What is the general look you are going for your substrate? Light color substrate? Dark color? Sand? Gravel?


----------



## LidijaPN (12 mo ago)

When people say ‘no such thing as heavy root feeders’, it means ‘there is almost no plant that intakes nutrients ONLY through the roots’. Plants feed through roots if given substrate or tabs rich in nutrients, through leaves if given lots of nutrition through the water column, and in fact water column ferts seep into inert substrate and can also be taken up by the roots..... wait we had a great discussion about that recently, I think someone had tagged you in it actually?

And yeah aquasoil actually suffers when capped because it makes it fall apart faster. Personally I really dislike the look of it but people who use it put it front and center. If you don’t want it showing, try making wabi kusa?


----------



## tegra1027 (Nov 23, 2021)

MoreliaViridis said:


> It looks like you have no understanding about active substrate and CEC.
> Read this.
> 
> You don't have to use aquasoil or root tabs or dirt or any substrate in that matter.
> ...


Rereading the last few comments, a few different terms got mixed up and caused some confusion. 

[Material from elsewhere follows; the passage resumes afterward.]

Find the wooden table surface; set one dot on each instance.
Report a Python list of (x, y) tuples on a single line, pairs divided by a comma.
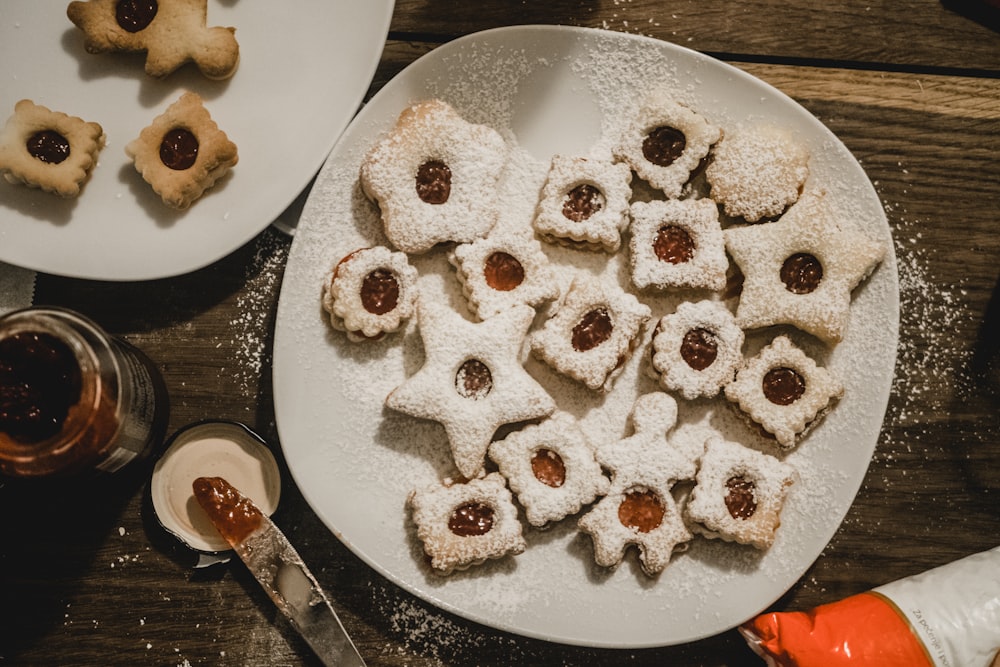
[(912, 89)]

I've read up on it. I have a good enough understanding and will keep learning. I use AS (fluval stratum) in my 75 and I knew better not to cap it. I'm aware of inert and active substrates. In this tank, I plan on using dirt because I want to try it. Maybe I'll hate it, but then I'll know. I'll be capping it with black sand. 

There are plants that do better with nutrient uptake through their roots vs through their foliage. I was wondering for those plants, should I just put dirt where I planned on planting or just across the whole tank. 



LidijaPN said:


> When people say ‘no such thing as heavy root feeders’, it means ‘there is almost no plant that intakes nutrients ONLY through the roots’. Plants feed through roots if given substrate or tabs rich in nutrients, through leaves if given lots of nutrition through the water column, and in fact water column ferts seep into inert substrate and can also be taken up by the roots..... wait we had a great discussion about that recently, I think someone had tagged you in it actually?
> 
> And yeah aquasoil actually suffers when capped because it makes it fall apart faster. Personally I really dislike the look of it but people who use it put it front and center. If you don’t want it showing, try making wabi kusa?

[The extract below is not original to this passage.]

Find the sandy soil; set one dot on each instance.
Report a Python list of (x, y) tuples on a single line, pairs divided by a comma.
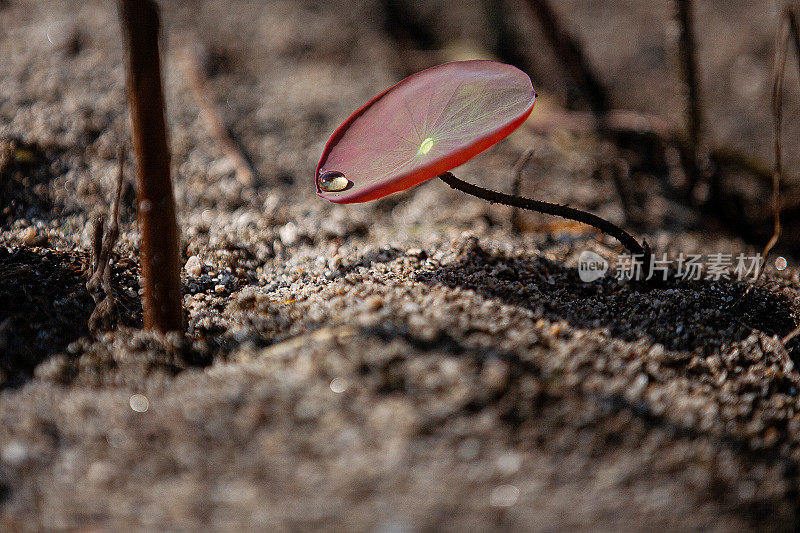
[(407, 364)]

Yes I was tagged in the conversation, and I got out of it exactly what you summarized here nicely written btw . I just don't see the point in using a substrate that will make it more difficult to grow nice lush plants. While some plants do feed better through their roots than foliage, why not feed their roots?


----------



## Jaguar (Oct 13, 2011)

I have a high tech dirt tank and two low tech dirt tanks. It's a bit messy when you move stuff around, but nothing that can't be fixed quick with a gravel vac. I wish I had sifted it a bit better, because the bark chunks float to the top and clog my hose, but otherwise I've not really encountered any major issues with it. I don't really like Aquasoil and Stratum - it's light and difficult to plant things in, and if you disturb it too much it turns to mud.

I'm still scarred from the time I spent like $75 on Amazonia and it disintegrated into muck after about a year.


----------



## tegra1027 (Nov 23, 2021)

Jaguar said:


> I have a high tech dirt tank and two low tech dirt tanks. It's a bit messy when you move stuff around, but nothing that can't be fixed quick with a gravel vac. I wish I had sifted it a bit better, because the bark chunks float to the top and clog my hose, but otherwise I've not really encountered any major issues with it. I don't really like Aquasoil and Stratum - it's light and difficult to plant things in, and if you disturb it too much it turns to mud.
> 
> I'm still scarred from the time I spent like $75 on Amazonia and it disintegrated into muck after about a year.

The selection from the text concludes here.